A key project to address the inequalities recognised in the NSF has been a major investment programme of £735 million in facilities and equipment aimed at improving and increasing access for appropriate cardiac interventions. Full details are available in the 2007 CHD NSF progress report, ‘Building for the Future’. A copy has been placed in the Library and is available online at:

Progress on the standards in the CHD NSF has been monitored annually including the impact on inequalities.

The Department developed a National Service Framework for Diabetes in 2003 and a National Service Framework for Renal Services in 2004. In 2007, the National Stroke Strategy was published. The implementation plans for all three include a strong focus on tackling inequalities.

A range of other initiatives to tackle inequalities is being taken forward. For example, the Department has commissioned the Improvement Foundation to work in the 20 areas with the worst health status to improve the identification and treatment of people at risk of cardiovascular disease:

In addition to this the primary care trusts (PCTs) in the most deprived areas are working with the National Health Inequalities Support Team. Using the Health Inequalities Intervention Tool they are being supported in priority setting (including prioritising vascular conditions), planning and commissioning of services.

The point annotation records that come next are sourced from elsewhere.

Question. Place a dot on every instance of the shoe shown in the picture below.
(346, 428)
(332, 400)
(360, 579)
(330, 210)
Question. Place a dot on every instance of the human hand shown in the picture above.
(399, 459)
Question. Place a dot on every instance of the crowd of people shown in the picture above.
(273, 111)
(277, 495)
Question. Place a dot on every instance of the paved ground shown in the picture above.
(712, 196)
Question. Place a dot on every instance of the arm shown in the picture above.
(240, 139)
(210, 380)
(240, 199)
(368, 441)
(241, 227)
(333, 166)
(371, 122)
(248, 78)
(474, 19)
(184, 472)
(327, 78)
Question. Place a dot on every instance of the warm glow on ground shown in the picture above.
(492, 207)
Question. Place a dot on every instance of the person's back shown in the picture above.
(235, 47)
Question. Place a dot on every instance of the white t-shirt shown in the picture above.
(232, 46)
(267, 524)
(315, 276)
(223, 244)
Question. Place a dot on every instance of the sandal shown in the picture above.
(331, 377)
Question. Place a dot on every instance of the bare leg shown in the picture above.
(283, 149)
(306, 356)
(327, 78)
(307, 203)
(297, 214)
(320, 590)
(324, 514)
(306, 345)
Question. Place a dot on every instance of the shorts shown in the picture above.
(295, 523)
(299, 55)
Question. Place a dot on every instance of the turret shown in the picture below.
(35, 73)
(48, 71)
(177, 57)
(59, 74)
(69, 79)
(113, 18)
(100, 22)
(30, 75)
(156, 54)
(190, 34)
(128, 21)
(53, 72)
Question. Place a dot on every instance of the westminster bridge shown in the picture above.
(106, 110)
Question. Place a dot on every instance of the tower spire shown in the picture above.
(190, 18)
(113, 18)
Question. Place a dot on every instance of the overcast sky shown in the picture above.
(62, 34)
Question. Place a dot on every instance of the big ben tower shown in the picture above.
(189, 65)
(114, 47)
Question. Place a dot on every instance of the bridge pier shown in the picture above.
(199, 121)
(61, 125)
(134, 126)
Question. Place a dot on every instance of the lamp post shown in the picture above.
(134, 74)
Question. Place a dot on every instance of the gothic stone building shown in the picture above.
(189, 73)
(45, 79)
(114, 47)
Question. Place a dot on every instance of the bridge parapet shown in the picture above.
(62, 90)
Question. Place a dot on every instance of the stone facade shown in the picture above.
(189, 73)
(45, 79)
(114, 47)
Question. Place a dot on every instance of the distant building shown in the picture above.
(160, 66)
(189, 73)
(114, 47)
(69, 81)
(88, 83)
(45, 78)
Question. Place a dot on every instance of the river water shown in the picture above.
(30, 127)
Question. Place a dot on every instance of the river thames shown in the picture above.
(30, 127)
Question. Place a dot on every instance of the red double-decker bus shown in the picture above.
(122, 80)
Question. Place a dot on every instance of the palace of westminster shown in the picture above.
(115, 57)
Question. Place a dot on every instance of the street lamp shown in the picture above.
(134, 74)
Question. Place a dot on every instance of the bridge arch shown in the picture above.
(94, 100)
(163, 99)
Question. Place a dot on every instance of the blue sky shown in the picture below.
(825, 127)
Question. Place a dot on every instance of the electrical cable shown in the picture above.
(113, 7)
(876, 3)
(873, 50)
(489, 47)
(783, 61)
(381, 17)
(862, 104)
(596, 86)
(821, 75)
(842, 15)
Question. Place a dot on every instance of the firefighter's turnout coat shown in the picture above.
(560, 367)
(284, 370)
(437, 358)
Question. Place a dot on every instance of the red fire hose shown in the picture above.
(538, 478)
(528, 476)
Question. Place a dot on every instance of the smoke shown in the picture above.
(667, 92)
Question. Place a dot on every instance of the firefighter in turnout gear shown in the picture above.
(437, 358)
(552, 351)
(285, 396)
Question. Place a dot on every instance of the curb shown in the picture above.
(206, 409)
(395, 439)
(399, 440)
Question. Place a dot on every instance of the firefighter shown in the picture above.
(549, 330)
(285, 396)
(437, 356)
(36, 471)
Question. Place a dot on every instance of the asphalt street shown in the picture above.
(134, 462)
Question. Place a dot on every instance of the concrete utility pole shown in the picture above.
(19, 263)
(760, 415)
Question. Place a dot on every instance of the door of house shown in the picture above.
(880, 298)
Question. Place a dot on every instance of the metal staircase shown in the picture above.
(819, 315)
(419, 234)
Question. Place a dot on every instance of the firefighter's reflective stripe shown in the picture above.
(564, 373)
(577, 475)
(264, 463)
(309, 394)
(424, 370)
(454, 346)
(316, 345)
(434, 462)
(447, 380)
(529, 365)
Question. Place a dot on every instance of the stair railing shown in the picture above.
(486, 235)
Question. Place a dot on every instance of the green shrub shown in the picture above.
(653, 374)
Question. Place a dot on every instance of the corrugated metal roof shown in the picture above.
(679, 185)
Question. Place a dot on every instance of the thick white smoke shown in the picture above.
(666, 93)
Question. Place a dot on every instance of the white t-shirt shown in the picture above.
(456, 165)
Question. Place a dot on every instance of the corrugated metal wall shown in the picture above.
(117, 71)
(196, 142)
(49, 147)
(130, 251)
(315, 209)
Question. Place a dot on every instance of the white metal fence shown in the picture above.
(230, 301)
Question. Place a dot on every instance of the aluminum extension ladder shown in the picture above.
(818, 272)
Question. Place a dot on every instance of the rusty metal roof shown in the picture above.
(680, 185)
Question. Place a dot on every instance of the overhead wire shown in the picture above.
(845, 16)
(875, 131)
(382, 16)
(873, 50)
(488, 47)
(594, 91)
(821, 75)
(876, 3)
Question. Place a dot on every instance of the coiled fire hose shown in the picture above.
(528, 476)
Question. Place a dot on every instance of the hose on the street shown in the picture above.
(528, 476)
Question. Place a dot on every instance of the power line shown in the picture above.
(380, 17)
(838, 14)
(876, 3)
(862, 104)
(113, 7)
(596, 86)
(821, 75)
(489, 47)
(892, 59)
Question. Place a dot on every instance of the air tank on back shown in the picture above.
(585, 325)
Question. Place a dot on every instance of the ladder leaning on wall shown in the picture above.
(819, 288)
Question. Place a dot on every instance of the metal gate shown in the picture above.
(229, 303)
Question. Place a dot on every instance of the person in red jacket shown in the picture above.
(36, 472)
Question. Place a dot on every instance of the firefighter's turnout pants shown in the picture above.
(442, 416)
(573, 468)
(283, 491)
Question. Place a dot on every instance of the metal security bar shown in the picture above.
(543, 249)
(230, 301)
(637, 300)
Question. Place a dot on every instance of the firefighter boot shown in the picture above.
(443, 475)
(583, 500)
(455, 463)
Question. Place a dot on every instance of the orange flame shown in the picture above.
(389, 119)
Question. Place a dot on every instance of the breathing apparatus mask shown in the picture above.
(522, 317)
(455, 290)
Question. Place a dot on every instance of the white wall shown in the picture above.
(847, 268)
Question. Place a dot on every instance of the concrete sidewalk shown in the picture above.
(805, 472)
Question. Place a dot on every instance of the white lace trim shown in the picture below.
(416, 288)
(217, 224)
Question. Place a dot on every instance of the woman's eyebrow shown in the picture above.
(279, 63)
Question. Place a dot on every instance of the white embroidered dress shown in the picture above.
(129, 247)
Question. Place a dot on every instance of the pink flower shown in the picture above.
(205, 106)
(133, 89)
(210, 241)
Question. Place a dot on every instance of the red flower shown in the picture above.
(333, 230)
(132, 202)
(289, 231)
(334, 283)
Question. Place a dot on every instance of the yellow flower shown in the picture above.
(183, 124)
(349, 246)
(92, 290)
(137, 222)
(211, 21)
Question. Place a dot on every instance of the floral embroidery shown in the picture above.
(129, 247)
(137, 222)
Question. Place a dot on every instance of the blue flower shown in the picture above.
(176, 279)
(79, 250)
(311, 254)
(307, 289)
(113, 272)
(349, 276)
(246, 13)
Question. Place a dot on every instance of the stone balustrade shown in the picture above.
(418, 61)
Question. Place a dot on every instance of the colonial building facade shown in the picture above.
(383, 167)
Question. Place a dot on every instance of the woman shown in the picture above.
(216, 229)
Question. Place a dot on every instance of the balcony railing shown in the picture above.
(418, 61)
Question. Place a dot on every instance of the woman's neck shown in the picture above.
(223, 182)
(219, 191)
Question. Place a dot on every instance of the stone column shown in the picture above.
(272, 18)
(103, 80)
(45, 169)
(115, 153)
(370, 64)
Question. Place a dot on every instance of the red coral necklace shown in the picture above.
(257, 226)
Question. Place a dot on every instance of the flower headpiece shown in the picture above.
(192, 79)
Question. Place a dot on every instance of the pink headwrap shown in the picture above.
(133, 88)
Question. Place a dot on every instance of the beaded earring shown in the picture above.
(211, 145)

On the prevention front, from April 2009, the NHS has been asked to start implementing a systematic and integrated vascular risk assessment and management programme—the NHS Health Check programme. This will provide a mechanism to identify earlier people who are at risk of heart disease, stroke, diabetes and kidney disease and support them to reduce their risk through the provision of lifestyle advice and interventions, and preventative medication, for example statins. Before the implementation of this programme, the Department undertook an Equality Impact Assessment. This assessment used existing evidence that gave details of inequalities in the prevalence of vascular disease of both genders, people of transgender, by age, sexual orientation, geographical regions, socio-economic groups, ethnic groups and disability. The programme has significant potential to narrow inequalities and many PCTs are using it as a major tool in tackling health inequalities.

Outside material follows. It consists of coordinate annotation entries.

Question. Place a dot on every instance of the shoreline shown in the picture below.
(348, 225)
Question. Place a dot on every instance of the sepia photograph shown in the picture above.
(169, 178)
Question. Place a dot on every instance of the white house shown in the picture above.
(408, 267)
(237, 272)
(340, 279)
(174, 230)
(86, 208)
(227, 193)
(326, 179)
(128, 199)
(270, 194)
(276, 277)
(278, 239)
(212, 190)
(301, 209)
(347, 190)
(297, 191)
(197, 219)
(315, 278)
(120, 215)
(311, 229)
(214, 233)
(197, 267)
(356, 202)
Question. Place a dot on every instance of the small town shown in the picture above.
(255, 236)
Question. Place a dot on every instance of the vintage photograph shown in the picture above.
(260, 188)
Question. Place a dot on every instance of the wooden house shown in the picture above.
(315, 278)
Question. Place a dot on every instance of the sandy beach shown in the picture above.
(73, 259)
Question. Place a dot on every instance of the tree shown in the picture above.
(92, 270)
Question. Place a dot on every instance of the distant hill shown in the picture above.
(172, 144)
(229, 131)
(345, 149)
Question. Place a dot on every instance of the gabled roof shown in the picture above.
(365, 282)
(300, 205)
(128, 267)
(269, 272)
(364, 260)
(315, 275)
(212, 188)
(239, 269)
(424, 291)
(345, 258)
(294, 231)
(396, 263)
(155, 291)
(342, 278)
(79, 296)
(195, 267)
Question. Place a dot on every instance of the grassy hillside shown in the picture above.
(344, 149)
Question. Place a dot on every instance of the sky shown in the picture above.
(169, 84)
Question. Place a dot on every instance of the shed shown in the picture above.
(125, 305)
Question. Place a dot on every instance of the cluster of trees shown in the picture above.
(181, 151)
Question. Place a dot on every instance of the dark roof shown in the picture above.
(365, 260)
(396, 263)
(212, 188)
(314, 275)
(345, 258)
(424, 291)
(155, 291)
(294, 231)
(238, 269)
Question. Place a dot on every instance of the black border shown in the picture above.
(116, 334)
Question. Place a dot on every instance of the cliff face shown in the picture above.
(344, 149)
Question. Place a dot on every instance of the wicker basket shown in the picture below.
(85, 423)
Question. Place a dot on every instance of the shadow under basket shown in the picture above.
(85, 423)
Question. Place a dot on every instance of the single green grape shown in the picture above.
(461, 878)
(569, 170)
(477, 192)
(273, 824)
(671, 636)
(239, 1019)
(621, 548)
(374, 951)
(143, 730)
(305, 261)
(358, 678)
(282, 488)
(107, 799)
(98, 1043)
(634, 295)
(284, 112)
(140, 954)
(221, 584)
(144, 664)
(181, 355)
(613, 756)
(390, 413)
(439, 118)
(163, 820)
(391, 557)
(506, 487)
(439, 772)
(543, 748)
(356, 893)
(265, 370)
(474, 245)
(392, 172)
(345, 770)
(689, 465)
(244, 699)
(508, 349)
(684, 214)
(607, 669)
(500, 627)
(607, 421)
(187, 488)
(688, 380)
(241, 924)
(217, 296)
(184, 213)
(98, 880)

The Department is also funding a number of third sector projects to deliver work focused on particular minority communities. These include nine stroke projects including the Stroke Association's ‘Blood Pressure Awareness—African Caribbean and South Asian Communities’, Connect’s ‘Provision of training and support for people with Aphasia’ and the Afiya Trust's ‘Stroke Awareness for Black and Minority Ethnic Communities’. For renal services, the Department is funding a project managed by the Black Organ Donor Association that will promote awareness of the need for organ donation in black and minority ethnic communities.

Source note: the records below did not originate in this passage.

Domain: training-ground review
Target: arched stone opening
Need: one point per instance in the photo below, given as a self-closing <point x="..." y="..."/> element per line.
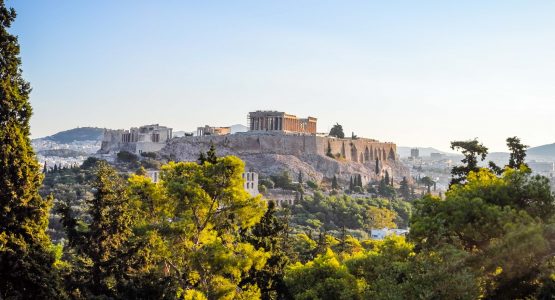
<point x="366" y="154"/>
<point x="354" y="155"/>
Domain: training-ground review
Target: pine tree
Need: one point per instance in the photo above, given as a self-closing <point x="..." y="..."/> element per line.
<point x="334" y="184"/>
<point x="269" y="234"/>
<point x="106" y="242"/>
<point x="328" y="151"/>
<point x="405" y="189"/>
<point x="518" y="153"/>
<point x="211" y="154"/>
<point x="201" y="158"/>
<point x="26" y="263"/>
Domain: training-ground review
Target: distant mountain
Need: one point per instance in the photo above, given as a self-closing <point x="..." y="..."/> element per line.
<point x="404" y="151"/>
<point x="543" y="151"/>
<point x="77" y="134"/>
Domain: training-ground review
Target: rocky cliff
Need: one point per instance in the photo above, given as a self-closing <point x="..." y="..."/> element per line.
<point x="271" y="154"/>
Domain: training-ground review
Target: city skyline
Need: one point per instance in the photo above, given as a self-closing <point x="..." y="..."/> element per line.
<point x="417" y="74"/>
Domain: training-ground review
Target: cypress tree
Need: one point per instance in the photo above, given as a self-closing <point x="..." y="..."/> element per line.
<point x="334" y="184"/>
<point x="106" y="242"/>
<point x="211" y="154"/>
<point x="26" y="263"/>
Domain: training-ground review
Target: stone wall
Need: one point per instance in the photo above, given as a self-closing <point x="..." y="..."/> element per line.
<point x="358" y="150"/>
<point x="270" y="154"/>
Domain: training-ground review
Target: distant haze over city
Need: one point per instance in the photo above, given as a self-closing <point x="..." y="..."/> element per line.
<point x="414" y="73"/>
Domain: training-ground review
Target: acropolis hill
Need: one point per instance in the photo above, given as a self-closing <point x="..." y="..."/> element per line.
<point x="277" y="141"/>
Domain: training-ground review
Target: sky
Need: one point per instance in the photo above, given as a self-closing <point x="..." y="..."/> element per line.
<point x="417" y="73"/>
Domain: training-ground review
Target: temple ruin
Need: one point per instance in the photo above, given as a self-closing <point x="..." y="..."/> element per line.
<point x="147" y="138"/>
<point x="276" y="121"/>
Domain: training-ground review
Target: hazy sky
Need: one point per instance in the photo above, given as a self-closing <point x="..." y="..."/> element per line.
<point x="412" y="72"/>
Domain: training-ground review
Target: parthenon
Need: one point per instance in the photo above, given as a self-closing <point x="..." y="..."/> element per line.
<point x="280" y="122"/>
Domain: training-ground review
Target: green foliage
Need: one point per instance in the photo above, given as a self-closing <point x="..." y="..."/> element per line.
<point x="269" y="234"/>
<point x="77" y="134"/>
<point x="334" y="183"/>
<point x="148" y="155"/>
<point x="332" y="213"/>
<point x="472" y="150"/>
<point x="404" y="189"/>
<point x="127" y="157"/>
<point x="328" y="151"/>
<point x="89" y="163"/>
<point x="518" y="153"/>
<point x="380" y="218"/>
<point x="192" y="233"/>
<point x="337" y="131"/>
<point x="312" y="184"/>
<point x="323" y="278"/>
<point x="99" y="249"/>
<point x="283" y="180"/>
<point x="27" y="264"/>
<point x="502" y="223"/>
<point x="428" y="182"/>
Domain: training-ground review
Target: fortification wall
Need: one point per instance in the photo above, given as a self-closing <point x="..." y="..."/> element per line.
<point x="357" y="150"/>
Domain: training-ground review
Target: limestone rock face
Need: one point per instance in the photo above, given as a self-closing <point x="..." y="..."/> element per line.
<point x="269" y="154"/>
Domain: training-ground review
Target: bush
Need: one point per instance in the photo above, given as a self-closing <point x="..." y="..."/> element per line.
<point x="89" y="163"/>
<point x="151" y="164"/>
<point x="311" y="184"/>
<point x="267" y="182"/>
<point x="148" y="155"/>
<point x="283" y="180"/>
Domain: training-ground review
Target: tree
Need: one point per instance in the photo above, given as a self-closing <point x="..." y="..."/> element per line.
<point x="269" y="234"/>
<point x="323" y="278"/>
<point x="518" y="153"/>
<point x="201" y="158"/>
<point x="380" y="218"/>
<point x="428" y="182"/>
<point x="195" y="216"/>
<point x="404" y="189"/>
<point x="328" y="151"/>
<point x="26" y="262"/>
<point x="337" y="131"/>
<point x="211" y="154"/>
<point x="334" y="184"/>
<point x="105" y="241"/>
<point x="472" y="150"/>
<point x="502" y="223"/>
<point x="283" y="180"/>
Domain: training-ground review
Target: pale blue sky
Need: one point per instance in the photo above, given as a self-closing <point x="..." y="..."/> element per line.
<point x="412" y="72"/>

With regard to longer term plans, the Department is commissioning an external review of the implementation and delivery of the CHD NSF. In addition to this, we will undertake an analysis of the trends in the burden of cardiac disease and look at how patient expectation and need, technology and working practices are likely to affect future demand and patterns of service provision. We will also continue to develop our cross-vascular work programme. We will feed our findings to the Department's National Quality Board, which has been set up to oversee the priorities for the service in the future.